Would you like Czechs abroad to have a “significant day“ in the Czech calendar? Vote for the day of your choice!
The Czech Foreign Ministry has launched a public poll to help select a specific date for Czechs Abroad Day, choosing from five historically significant dates for Czech expats.
Czech communities abroad have played an important role in shaping the country’s past and present, from the Pittsburgh Agreement leading to an independent Czechoslovakia, through helping the underground dissent in the communist years, to promoting the country’s good name abroad in the present day. The Ministry of Foreign Affairs would like to highlight the role of Czechs abroad and forge stronger bonds with their homeland by instituting a Day of Czechs Abroad.
The Czech Foreign Ministry has launched a public poll to help select the specific date, choosing from five historically significant dates for Czech expats.

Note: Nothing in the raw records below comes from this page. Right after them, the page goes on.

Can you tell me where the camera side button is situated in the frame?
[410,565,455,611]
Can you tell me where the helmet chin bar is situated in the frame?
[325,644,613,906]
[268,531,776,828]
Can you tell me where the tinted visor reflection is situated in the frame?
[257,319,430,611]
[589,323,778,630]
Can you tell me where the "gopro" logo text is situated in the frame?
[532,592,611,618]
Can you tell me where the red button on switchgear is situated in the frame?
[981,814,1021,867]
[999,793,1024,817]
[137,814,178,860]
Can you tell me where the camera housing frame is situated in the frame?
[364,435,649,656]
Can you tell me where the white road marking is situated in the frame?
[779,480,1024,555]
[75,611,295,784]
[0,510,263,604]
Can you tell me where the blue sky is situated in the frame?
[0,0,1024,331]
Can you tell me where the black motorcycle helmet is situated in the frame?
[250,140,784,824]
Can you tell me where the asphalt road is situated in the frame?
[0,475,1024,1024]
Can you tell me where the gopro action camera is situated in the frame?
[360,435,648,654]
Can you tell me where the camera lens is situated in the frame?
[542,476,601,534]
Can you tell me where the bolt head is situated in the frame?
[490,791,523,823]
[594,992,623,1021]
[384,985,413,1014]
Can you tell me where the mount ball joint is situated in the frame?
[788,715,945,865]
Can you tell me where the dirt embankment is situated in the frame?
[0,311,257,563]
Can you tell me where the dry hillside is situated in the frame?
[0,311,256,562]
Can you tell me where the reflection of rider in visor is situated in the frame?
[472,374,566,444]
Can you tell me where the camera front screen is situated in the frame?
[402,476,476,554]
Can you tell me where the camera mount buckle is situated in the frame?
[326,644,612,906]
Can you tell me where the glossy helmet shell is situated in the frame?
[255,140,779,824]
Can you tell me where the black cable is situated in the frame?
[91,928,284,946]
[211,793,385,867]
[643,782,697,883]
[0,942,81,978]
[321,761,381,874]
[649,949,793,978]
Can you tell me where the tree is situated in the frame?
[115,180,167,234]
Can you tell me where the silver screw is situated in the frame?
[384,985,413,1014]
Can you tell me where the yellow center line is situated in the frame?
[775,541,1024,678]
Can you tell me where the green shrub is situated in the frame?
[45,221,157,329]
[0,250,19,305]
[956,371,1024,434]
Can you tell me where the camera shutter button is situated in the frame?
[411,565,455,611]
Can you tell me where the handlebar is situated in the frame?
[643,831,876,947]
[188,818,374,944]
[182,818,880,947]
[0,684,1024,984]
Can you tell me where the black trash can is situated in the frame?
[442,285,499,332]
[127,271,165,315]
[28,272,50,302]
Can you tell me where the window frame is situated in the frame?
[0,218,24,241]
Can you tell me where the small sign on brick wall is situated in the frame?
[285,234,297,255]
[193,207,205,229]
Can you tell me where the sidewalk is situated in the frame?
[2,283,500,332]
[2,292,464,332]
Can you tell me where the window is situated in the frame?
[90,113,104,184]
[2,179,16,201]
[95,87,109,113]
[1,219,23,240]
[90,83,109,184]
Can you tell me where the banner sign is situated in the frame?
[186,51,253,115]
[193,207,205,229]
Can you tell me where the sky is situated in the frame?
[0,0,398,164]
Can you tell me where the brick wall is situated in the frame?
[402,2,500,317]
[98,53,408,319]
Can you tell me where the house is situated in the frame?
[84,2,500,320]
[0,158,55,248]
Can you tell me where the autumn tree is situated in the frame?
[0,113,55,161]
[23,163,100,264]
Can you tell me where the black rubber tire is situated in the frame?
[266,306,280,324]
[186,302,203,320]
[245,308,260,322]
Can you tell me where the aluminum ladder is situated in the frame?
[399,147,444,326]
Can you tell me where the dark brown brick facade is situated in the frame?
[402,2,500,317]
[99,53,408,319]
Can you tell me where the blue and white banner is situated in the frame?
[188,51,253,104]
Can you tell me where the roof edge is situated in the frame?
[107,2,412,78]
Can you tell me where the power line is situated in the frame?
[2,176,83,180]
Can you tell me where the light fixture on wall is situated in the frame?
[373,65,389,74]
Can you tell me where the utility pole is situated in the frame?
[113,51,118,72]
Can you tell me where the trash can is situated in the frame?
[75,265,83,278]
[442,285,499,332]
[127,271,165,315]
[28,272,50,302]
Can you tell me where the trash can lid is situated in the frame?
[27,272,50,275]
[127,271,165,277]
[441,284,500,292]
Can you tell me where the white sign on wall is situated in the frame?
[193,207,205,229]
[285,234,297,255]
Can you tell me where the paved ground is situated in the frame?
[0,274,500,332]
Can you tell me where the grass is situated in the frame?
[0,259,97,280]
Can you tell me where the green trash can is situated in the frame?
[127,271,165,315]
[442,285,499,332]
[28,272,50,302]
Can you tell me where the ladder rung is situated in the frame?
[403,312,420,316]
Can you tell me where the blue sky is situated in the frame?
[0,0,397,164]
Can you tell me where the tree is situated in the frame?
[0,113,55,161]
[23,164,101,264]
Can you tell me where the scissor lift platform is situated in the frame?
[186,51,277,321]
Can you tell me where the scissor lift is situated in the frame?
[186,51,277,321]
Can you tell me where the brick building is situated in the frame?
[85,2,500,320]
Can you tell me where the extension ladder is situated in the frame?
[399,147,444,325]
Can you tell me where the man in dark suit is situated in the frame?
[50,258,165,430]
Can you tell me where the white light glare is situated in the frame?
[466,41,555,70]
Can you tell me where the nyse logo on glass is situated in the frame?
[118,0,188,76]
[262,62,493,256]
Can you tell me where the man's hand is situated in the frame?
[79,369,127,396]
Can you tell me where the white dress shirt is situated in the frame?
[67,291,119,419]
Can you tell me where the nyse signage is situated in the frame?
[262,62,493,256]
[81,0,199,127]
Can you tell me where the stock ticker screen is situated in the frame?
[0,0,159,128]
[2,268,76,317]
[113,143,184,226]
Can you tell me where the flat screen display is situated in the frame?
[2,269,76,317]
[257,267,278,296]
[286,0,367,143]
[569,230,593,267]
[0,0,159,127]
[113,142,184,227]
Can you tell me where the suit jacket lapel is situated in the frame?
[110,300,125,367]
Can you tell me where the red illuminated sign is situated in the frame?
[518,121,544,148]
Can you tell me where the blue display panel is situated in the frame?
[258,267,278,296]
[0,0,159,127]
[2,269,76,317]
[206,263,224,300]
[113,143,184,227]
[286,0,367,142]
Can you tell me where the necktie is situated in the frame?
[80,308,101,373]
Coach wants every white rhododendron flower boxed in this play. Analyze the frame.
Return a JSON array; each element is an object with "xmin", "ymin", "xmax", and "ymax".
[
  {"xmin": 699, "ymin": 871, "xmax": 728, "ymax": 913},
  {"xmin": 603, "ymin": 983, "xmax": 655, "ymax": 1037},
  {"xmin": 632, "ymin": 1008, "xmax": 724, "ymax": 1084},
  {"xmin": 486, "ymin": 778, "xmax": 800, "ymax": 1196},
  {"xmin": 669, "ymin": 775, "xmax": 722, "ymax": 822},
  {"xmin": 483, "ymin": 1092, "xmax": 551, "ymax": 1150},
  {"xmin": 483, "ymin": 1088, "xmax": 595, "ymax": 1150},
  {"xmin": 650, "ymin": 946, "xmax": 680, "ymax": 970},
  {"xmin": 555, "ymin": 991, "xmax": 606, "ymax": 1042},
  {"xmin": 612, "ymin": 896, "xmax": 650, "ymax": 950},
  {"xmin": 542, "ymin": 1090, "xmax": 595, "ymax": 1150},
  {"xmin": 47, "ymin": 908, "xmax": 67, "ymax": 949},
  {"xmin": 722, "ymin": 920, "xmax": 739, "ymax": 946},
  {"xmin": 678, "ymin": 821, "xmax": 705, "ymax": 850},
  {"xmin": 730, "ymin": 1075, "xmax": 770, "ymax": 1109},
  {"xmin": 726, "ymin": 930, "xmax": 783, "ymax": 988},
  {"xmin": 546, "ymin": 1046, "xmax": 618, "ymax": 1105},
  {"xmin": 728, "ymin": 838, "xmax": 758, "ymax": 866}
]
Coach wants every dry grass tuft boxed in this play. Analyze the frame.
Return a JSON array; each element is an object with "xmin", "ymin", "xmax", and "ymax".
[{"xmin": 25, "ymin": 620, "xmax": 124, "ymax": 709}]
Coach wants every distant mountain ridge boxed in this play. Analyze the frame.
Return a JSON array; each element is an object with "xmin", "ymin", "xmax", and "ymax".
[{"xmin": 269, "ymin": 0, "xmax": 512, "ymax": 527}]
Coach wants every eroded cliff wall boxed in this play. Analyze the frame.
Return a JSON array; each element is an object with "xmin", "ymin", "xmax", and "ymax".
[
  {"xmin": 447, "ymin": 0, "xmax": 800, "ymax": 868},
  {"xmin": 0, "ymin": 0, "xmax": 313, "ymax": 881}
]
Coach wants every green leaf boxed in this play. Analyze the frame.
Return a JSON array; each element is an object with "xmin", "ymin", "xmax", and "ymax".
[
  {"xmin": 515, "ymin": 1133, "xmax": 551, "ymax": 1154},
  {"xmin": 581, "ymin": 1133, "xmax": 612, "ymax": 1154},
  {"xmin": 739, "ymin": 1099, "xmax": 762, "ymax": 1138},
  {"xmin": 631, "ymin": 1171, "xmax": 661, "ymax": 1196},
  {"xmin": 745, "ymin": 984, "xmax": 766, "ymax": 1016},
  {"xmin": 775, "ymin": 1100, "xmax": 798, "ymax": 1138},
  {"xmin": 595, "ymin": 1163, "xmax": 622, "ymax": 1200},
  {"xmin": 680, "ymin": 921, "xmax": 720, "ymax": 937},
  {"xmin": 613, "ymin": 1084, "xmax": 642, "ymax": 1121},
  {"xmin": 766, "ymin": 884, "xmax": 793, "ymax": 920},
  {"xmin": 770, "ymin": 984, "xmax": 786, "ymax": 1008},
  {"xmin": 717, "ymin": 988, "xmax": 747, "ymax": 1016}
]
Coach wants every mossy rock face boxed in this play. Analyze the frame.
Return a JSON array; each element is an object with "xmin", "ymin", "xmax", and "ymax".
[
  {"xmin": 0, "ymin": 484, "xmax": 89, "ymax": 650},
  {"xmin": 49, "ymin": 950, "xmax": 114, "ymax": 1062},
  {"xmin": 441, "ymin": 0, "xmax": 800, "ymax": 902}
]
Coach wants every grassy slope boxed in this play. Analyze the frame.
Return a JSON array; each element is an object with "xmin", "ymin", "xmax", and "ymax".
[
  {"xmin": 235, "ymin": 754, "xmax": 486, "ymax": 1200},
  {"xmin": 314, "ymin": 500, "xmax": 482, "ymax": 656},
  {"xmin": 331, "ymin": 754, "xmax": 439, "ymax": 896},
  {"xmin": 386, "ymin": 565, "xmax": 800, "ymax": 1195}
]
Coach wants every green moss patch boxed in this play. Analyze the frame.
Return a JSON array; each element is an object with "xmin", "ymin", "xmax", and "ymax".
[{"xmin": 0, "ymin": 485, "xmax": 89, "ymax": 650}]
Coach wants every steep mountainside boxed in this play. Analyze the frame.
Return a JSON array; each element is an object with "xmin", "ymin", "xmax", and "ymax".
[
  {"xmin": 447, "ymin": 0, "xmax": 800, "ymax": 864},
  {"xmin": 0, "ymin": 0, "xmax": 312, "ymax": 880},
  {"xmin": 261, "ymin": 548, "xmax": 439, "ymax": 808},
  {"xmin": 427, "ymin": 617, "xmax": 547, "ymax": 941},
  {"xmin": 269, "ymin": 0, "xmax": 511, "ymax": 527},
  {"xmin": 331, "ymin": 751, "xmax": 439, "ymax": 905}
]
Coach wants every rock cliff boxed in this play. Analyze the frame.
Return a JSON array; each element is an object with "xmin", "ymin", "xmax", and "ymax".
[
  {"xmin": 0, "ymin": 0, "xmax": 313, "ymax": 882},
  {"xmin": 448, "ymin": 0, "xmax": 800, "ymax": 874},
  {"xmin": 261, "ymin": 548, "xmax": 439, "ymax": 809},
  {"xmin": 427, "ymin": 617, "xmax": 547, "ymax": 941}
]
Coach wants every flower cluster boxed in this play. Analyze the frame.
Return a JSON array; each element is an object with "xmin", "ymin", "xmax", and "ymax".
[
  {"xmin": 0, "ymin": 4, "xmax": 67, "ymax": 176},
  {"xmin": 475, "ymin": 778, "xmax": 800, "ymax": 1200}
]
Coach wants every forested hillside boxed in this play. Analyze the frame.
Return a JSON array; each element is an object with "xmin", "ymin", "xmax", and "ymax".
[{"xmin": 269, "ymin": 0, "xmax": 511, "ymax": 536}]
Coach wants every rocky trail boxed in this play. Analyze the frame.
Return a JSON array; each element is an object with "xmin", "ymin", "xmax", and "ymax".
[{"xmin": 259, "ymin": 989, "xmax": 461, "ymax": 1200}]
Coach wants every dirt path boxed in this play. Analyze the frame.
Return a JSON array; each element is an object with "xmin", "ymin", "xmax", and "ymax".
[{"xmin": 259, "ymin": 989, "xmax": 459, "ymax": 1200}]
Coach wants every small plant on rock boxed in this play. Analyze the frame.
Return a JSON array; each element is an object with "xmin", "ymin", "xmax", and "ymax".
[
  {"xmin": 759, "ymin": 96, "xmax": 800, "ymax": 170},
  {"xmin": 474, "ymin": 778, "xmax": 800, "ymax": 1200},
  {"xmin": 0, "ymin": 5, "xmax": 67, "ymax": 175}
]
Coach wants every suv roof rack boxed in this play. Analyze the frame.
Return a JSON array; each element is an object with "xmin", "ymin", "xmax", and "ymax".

Please vote here www.mzv.cz/jnp/cz/zahranicni_vztahy/krajane/Anketa.html by July 31, 2020.
Which date should be commemorated as "Day of Czechs Abroad"?
December 23 (1989) – The day when foreign ministers Hans Dietrich Genscher and Jiri Dienstbier cut through the barbed wire of the Rozvadov -Waidhaus Czech-German border crossing, in the tumultuous days of 1989, reuniting the long-divided nations.
July 1 (1932) – marks the first congress of Czechs and Slovaks abroad which took place in July 1932, and the meeting of compatriots in 1998 within the first Week of Czechs Abroad
March 7 (1850) - March 7th is the birthday of Czechoslovakia‘s first president T.G. Masaryk. The first Masaryk Day of Czechs and Slovaks Abroad was celebrated in 1934 under the auspices of President Masaryk to highlight the community’s crucial role in the establishment of independent Czechoslovakia.
April 17 (1826) - Vojtěch Náprstek is considered to be the spiritual father of Czech journalism in America and the first “consul” of all Czech expats. He encouraged Czech Americans to organize and publish their own Czech newspapers.
February 4 (1628) - the day philosopher and pedagogue Jan Amos Komensky (Comenius) left the Czech Lands in 1628. The Czech philosopher, pedagogue and theologian led schools and advised governments across Protestant Europe in the 17th century. He is considered the father of modern education.